Take a year off. Most people go straight from high school to college, and now, there’s finally an opportunity to blow off everything, avoid commitments and take a nontraditional route to "real life."

Do nothing, catch up on the reality television you’ve missed, go off grid, avoid responsibility, and most importantly, don’t worry about how you’ll explain it later if you do decide to go back to school or get a job.

Closely related to the “take a year off” school of thought is the “I’m still basically in college” school of thought. Maybe you realized that organic chemistry was actually pretty hard and you studied your spring break away or never got the chance to go abroad.

A lot of people go into college dreaming of freedom and independence, but most of us get thrown for a loop when our college of choice expects us to actually enroll in classes.
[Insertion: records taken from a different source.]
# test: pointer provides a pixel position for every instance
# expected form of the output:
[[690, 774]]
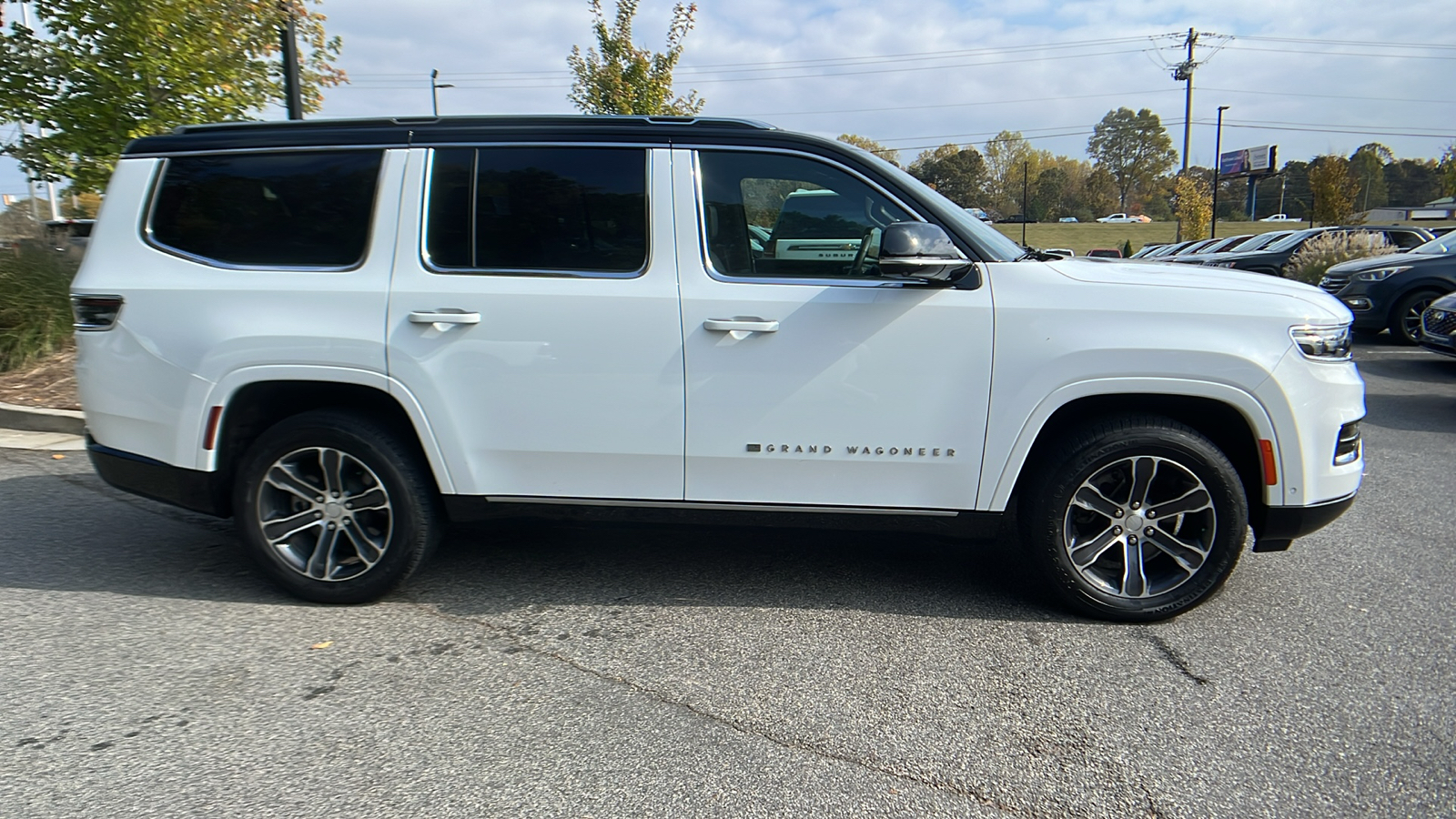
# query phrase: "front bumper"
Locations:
[[1274, 526]]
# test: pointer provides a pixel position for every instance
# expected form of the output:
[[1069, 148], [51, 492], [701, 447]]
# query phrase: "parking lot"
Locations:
[[611, 669]]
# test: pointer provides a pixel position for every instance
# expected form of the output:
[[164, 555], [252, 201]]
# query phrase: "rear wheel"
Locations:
[[1143, 519], [1405, 318], [335, 508]]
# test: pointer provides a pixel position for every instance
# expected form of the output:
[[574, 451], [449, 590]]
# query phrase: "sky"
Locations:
[[1310, 76]]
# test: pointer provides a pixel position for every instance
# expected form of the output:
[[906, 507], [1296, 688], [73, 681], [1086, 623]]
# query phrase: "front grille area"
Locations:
[[1439, 322], [1334, 283]]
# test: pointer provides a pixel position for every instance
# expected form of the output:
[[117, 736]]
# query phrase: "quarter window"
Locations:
[[785, 216], [305, 208], [539, 208]]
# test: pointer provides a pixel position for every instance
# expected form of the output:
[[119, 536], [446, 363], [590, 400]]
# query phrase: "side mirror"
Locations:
[[921, 251]]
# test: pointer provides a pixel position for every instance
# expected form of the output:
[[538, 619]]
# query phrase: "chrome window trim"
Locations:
[[815, 281], [529, 273], [149, 212]]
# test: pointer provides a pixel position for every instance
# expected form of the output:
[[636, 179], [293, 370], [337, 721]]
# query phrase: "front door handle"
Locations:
[[444, 317], [740, 327]]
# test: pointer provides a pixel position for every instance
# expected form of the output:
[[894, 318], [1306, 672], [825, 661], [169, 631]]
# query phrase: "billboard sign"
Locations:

So, make your college bucket list and check off all of those things — infamous parties, service opportunities and cool hangouts — while you still look like you’re 21.

If you did live it up and still managed to stumble across that graduation stage, maybe a breather is in order. Go ahead and reminisce about the good old days.

Once you’ve had some time for yourself, you’ll realize this may be the first time ever that you’ve had the chance to find yourself. Usually it’s only retirees that get to have hobbies and interests, but if you’re anything like me, you just declared a major because the school (and your parents and people on the street) said it was time.

Find some hobbies — some real ones that you actually enjoy.

The world doesn’t need another “reader” who hasn’t finished a book in the past calendar year; the world could use a couple more hikers, beekeepers, stamp collectors, crafters or people who are just generally doing what they want.

Learn something without getting a grade, without the promise of a GPA boost.

This is also a great time to fail at something and to fail big. You’ll never be as free to do something crazy as you are right now; you’re already broke and clueless.

Starting a business, learning to skydive, trying out for to be a Dallas Cowboy’s cheerleader or standing in the American Idol audition line seems a lot crazier the older you get. With no grades and no one looking over your shoulder, you should feel free to fail as big as possible.

If failing isn’t something for which you can strive, you can live your fantasy. Who hasn’t wanted to be the cool bartender, guitarist at the local coffee shop, scuba diver or micro beer connoisseur?

This is the moment. Maybe being a personal trainer and nail artist isn’t just a weird pipe dream.

Service is a big part of many extracurricular activities in college, but maybe you weren’t particularly invested in you’re organization’s chosen cause or even avoided it like the plague. Now’s the perfect time to learn how privileged you really are.

Help the children, puppies, endangered species, trees, families, students or any other group you will learn to love, or start your own.

Most of us, no matter if we get a job, move home or to a whole new place will have to do one thing: learn how to be a local. For four years, we’ve been those weird youngins who have ruined the town with help from our higher institution of learning and solo cups. Now, we’re just regular folks.

Even if you just go back to your childhood bedroom, things have probably changed since you left initially. Go and find the cool hangouts, meet the weird people who live in your town and figure out what adult extracurricular activities mean, like what the rotary club actually does.

If everything else seems too tame, then this is also the perfect time to gain street cred from your future grandkids. Go on a pancake tour of America, go spelunking, be the weird guy who hangs out at the bar at 2 pm, move to New York, Los Angeles or another cliché place.

Try a lifestyle with which your family wouldn’t agree -- learn to shoot a gun or become a hippie. Get some sketchy roommates and actually bond with them.

If all else fails, get yourself a dead-end job. Nothing will scare you like retail, customer service, the fast food industry or manual labor.

If you knew you were born to be a lawyer or investment banker, then by all means, press your suit. For the rest of us, it’s more important to not spend a couple more tens of thousands dollars or more importantly, a few decades learning and putting all of our energy into something that only ends up not making us happy.